Policy Option Pro Con
1. Quantatitive easing (buying up debts). Worked during the crisis. Holds down long-term borrowing costs. Hard to quantify effect, and may be less effective when markets are not under stress. Markets may worry about whether the Fed can safely exit its investments. Inflation risk.
2. Communication (promising to keep rates low for longer, or until certain conditions are met). Should lower longer term interest rates. Promises cannot be binding, and conditions for raising rates may be hard to pin down.
3. Paying zero interest on banks’ excess reserves at the Fed. Interest rate cuts are well understood. The effect on borrowing costs would be small (0.1%-0.15%). A zero rate could undermine the functioning of money markets.
4. Targetting a higher inflation rate. Could help reverse a prolonged period of deflation (falling prices) like in Japan. Not popular at the Fed. Makes inflation expectations more uncertain.

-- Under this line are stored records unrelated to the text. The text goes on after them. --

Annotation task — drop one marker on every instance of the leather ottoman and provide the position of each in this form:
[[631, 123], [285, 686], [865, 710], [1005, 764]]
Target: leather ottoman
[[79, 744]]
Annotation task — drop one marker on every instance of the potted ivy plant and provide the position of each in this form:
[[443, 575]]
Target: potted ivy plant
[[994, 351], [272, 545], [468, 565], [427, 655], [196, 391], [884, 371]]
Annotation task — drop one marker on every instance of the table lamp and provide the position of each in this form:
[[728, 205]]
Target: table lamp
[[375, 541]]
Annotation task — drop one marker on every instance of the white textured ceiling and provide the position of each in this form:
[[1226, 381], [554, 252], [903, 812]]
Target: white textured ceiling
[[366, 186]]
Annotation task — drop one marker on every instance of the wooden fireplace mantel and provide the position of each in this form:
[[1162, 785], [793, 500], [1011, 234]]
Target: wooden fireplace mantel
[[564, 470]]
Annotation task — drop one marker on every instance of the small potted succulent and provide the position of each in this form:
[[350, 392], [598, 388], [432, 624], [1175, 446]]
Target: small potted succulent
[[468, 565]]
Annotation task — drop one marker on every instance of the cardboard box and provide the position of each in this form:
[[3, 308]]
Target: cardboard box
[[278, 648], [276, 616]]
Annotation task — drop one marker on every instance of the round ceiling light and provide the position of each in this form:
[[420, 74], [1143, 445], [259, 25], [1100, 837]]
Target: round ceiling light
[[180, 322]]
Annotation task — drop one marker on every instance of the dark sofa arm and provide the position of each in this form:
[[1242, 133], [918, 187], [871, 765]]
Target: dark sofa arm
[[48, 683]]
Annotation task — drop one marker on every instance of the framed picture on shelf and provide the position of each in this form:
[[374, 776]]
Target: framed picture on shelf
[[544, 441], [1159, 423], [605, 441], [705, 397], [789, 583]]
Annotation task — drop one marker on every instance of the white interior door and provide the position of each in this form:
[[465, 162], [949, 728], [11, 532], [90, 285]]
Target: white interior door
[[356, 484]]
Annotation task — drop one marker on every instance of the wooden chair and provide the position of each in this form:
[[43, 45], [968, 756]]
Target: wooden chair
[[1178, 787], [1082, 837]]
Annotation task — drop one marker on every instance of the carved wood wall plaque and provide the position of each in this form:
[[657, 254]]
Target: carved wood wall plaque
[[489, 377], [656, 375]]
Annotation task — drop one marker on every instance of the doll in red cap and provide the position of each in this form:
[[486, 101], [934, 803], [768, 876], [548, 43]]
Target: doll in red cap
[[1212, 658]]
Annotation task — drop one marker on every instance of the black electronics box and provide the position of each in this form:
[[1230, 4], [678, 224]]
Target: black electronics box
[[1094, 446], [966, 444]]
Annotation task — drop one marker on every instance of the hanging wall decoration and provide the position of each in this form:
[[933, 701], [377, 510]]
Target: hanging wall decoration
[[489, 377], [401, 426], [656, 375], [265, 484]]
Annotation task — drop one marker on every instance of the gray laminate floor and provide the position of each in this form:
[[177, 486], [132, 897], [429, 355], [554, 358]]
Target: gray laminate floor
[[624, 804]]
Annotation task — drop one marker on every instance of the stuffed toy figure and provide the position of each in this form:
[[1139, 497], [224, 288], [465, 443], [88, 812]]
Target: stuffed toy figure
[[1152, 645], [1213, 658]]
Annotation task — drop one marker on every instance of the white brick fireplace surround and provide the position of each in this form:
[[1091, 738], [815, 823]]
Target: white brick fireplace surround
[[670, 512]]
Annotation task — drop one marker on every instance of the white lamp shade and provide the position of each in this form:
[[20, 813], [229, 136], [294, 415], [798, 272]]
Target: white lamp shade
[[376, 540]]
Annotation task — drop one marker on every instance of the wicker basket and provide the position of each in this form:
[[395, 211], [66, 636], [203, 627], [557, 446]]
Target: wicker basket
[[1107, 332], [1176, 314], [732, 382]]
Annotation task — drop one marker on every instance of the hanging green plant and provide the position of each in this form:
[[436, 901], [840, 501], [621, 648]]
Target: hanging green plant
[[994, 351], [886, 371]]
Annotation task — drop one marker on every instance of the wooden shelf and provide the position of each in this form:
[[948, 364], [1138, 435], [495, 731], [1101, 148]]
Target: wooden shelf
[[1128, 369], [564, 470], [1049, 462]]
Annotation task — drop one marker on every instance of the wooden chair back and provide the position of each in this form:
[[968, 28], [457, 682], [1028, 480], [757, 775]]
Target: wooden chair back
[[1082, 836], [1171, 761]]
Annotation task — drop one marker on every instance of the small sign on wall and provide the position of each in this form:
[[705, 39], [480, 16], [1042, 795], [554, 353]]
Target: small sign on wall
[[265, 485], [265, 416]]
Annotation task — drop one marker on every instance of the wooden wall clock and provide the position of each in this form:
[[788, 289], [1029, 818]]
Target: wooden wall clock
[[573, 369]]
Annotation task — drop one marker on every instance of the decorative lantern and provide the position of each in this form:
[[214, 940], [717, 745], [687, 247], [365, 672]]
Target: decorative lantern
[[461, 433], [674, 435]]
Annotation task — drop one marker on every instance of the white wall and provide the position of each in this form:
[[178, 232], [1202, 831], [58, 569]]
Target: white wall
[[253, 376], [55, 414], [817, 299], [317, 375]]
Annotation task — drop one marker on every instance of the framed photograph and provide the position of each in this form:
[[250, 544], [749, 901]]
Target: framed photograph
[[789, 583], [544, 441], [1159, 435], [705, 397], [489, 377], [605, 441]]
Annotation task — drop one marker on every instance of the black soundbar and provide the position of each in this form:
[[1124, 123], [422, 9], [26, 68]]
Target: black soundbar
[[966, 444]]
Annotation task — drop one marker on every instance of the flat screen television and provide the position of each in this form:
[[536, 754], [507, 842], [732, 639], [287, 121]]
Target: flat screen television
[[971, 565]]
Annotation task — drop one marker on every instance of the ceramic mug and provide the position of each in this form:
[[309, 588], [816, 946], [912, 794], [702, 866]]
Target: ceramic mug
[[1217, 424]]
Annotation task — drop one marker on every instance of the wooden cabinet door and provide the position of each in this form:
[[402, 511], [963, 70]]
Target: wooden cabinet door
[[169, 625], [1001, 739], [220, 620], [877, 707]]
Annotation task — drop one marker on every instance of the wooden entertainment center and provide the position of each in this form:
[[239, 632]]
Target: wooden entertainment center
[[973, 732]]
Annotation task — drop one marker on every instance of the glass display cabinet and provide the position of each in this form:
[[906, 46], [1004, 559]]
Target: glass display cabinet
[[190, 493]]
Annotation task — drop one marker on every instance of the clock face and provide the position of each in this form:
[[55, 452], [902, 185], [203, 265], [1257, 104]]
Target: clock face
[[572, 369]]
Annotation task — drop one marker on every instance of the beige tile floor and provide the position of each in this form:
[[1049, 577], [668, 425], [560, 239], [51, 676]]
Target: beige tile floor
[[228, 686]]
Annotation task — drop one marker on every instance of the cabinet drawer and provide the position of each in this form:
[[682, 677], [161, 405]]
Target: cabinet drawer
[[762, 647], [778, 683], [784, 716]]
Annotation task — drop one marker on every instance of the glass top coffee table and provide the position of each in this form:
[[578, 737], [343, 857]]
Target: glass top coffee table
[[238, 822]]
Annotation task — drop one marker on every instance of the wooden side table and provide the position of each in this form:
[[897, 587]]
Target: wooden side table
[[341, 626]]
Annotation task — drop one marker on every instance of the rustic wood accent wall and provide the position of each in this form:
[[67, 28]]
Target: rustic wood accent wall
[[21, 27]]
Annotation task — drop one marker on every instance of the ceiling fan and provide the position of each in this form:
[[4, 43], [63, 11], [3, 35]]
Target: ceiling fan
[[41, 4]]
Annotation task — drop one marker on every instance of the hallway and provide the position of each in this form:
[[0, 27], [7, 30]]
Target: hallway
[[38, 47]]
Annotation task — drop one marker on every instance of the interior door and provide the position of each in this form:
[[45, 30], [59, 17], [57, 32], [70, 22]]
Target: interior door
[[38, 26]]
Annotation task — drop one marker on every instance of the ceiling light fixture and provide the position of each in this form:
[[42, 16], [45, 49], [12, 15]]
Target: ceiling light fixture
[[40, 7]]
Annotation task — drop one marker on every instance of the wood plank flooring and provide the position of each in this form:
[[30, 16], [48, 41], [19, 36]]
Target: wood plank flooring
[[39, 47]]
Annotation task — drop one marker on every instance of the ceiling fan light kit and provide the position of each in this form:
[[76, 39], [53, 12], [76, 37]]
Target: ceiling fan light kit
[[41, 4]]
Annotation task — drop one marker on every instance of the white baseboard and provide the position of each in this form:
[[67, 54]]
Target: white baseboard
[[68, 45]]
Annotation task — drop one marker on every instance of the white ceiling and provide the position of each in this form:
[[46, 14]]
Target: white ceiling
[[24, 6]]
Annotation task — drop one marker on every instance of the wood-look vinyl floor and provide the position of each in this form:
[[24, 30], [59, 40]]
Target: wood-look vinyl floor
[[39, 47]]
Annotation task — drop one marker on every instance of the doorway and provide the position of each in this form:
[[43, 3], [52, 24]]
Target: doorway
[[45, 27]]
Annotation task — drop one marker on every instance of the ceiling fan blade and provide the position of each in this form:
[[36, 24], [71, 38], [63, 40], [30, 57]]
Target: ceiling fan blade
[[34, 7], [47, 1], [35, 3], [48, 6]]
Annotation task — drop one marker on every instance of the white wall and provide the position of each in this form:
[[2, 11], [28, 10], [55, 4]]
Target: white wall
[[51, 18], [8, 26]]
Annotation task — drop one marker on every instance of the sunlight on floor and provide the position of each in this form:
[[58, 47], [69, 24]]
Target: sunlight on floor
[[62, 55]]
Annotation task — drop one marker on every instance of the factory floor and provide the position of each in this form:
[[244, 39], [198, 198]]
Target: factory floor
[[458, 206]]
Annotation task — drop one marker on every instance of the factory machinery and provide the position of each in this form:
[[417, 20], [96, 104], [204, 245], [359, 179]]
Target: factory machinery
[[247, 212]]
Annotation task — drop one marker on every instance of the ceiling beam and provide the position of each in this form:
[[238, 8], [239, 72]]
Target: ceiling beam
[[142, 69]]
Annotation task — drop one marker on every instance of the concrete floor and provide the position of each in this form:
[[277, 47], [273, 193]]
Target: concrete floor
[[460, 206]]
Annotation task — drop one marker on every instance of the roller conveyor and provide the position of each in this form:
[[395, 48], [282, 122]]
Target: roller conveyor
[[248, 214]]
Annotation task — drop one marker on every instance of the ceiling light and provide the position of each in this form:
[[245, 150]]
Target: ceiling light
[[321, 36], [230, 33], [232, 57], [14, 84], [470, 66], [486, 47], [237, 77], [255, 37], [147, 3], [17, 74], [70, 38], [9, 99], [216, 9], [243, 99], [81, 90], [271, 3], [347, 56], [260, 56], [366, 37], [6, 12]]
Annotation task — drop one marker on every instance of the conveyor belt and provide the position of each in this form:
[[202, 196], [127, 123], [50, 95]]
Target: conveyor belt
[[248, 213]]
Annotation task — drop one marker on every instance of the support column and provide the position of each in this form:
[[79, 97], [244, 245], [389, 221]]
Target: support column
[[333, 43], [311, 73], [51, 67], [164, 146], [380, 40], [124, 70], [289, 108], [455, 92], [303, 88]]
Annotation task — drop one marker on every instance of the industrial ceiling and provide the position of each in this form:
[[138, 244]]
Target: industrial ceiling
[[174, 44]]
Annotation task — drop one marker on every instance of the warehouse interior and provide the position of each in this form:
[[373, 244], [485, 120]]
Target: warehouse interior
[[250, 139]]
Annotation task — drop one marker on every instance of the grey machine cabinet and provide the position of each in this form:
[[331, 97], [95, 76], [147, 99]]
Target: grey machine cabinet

US is not in deflation, and the risk is rather low.

What option or combination is yet to be seen.  The monetary policy intervention will continue and it has to.  Lets hope the US can recover and that this will spread onto Europe, which is not in great shape either.  As a global financial markets are facing challenging times.  There may be a positive spin-off to this bad news, if you are a borrower in New Zealand in terms of lower interest rates.  It is likely that the US medium and long term swap rates will stay at their current low rates for a significant period of time.

There’s a lot happening with interest rates at present, with many severe interest rate movements.  Also I have heard financial commentators on the radio, read in newspapers and seen on TV about how interest rates are going up, interest rates are going down and interest rates are going to stay relatively stable.  This is causing confusion amongst many borrowers.

The thing is all the commentators may be right.  This is because there is no such as the one interest rate.  For example if you went to your lender to get a loan right now, if approved you would be offered the choice of a floating or fixed rate.  If you choose a fixed rate, you would be offered the chance to fix this for 6 months, 1 year, 2 years, 3 years, 4 years, 5 years and if you are with BNZ, you have the additional choice of a 7 year fixed interest rate for maximum certainty.  For my overseas readers, we sadly do not currently offer the 10, 15, 20, 25 and 30 year fixed interest loan periods that many other developed countries and in particular the USA have.  I am hoping for a 10 year fixed interest rate in the near future – but I got told by a leading banker that this is unlikely.

Current interest rates

Leading financial website Tarawera Publishing Limited lists all interest rates from their providers.  I would highly recommend all serious property investors bookmark their interest rates page:  http://www.mortgagerates.co.nz

The average floating rate across all major banks is a smidge over 6% (when acknowledging the Westpac Choices rate discount).  The fixed rates for when you lock in a certain defined interest rate for a set period of time, have a strong yield curve currently.  That is the rates of interest you pay as the length of time you fix go up sharply.  It has to be noted that this yield curve is now flattening (visually you can see this here).  Floating rates have gone up a bit, and the longer terms rate down a lot lately.

From last Thursday to today all the major banks dropped their 2- 5 year fixed interest rates.  We saw a week or so after the Official Cash Rate was put up 0.25% by the Reserve Bank that the floating rates went up by around 0.25%.  The OCR doesn’t strictly control interest rates.  It however is highly influential on short term (variable, 6 month and 1 year fixed rates).  On longer term fixed rates (3, 4  and 5 year) it is not very influential at all.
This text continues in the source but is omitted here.